Frau M., ledig, 26 Jahre, kommt in die verhaltenstherapeutische Praxis, weil sie sich seit etwa 10 Jahren davor fürchtet, in der Öffentlichkeit etwas zu essen oder zu trinken. Sie hat Angst, andere könnten bemerken, dass ihre Hände zittern und das wäre ihr sehr peinlich. Darüber hinaus berichtet sie über Schwierigkeiten, sich in einer Gruppe zu Wort zu melden, weil sie dann oft nicht wisse, was sie sagen solle bzw. Angst habe zu erröten. In Gesellschaft anderer fühle sie sich insgesamt sehr unsicher und schüchtern, und habe ständig Angst sich zu blamieren und von anderen negativ beurteilt bzw. kritisiert zu werden.

Zu Beginn der Therapie findet eine genaue Analyse jener Bedingungen, die für die Entstehung und Aufrechterhaltung von sozialen Ängsten herangezogen werden können, statt. Unter Berücksichtigung dieser Bedingungen wird gemeinsam mit dem Betroffenen ein Therapieplan erstellt, der, je nach Problemlage eher angst-/phobie- oder eher defizitorientiert sein kann.

Eine defizitorientierte Behandlung beinhaltet die Vermittlung sozialer Fertigkeiten (im Einzel- oder Gruppensetting). Soziale Fertigkeiten reichen von der Fähigkeit eigene Bedürfnisse, Gefühle, Einstellungen offen ausdrücken, angemessen durchsetzen und bei anderen wahrnehmen zu können, über das Zurückweisen von unberechtigter Kritik/Forderungen, dem Annehmen von Kritik/Forderungen, bis hin zum Aussprechen von Lob, Kritik/Forderungen.

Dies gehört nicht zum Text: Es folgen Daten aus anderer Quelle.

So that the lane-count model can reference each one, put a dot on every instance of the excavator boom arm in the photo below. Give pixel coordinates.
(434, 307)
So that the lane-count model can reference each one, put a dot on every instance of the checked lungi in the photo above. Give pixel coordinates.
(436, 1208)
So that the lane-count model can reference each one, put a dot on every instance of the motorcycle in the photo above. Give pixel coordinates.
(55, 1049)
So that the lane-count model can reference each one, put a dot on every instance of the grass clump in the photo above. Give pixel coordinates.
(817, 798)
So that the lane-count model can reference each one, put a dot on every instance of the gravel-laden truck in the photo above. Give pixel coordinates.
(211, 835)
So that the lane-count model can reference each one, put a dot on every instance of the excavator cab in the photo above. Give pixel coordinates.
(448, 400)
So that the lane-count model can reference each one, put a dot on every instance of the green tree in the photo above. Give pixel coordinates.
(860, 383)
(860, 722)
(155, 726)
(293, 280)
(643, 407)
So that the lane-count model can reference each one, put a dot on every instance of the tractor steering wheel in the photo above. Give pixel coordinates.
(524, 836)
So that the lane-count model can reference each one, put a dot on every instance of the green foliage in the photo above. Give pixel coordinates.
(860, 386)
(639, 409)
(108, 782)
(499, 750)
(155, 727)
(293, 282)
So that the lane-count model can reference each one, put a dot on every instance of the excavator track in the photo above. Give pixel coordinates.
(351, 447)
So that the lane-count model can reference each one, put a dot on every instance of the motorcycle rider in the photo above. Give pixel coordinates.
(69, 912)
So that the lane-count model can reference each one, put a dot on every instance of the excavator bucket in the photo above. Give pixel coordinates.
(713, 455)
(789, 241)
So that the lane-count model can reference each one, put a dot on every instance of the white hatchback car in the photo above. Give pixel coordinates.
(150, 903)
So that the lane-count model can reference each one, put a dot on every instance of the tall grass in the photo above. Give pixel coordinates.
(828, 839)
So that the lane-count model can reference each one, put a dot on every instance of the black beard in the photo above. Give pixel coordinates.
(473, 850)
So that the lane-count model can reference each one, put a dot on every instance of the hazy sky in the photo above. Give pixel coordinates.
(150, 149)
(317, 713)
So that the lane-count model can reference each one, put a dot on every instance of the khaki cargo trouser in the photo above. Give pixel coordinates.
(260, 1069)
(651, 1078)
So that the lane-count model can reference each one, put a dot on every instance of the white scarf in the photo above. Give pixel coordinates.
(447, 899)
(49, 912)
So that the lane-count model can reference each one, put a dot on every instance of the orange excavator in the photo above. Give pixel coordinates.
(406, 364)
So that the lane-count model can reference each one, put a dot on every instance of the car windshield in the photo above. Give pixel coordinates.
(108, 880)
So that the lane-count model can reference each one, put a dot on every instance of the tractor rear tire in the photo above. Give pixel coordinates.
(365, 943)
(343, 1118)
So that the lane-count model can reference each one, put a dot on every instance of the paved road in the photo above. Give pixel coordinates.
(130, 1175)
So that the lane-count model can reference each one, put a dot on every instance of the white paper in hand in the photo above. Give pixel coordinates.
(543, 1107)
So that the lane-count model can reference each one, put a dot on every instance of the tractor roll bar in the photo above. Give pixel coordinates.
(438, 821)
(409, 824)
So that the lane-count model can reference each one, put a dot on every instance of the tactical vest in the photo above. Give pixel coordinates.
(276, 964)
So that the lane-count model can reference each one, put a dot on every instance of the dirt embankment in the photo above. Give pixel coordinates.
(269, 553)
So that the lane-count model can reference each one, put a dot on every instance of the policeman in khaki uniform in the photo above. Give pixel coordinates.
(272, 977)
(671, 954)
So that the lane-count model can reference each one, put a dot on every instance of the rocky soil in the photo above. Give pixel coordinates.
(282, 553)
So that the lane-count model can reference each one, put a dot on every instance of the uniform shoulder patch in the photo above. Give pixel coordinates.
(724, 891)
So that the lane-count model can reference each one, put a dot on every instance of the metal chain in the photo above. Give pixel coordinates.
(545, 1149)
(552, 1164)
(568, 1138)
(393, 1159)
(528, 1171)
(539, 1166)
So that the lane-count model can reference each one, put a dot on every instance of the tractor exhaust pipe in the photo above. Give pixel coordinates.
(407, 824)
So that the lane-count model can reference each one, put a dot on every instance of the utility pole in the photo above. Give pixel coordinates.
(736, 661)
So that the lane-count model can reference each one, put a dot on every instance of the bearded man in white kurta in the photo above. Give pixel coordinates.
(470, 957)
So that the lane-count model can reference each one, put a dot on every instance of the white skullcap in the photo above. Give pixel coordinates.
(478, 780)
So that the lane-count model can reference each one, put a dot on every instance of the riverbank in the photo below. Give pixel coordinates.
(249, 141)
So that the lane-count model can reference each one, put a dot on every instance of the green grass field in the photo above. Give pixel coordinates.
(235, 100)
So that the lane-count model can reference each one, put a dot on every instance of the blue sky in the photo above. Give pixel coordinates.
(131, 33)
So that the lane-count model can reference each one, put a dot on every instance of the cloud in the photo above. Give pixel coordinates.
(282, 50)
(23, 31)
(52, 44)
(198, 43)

Kontakt herstellen, aufrechterhalten und beenden können, sich Fehler erlauben können und sich öffentlicher Beachtung aussetzen gehört ebenfalls zum Bereich sozialer Fertigkeiten. Die verschiedenen Bereiche werden gemeinsam erarbeitet und z.B. in Form von Rollenspielen geübt.

Im Zuge einer eher auf Angstbewältigung ausgerichteten Therapie kommen, wie auch bei anderen Angststörungen, sogenannte kognitive Verfahren und Konfrontationsverfahren zur Anwendung. Für die erwähnten Verfahren liegen die Erfolgsraten zwischen 60 und 80%.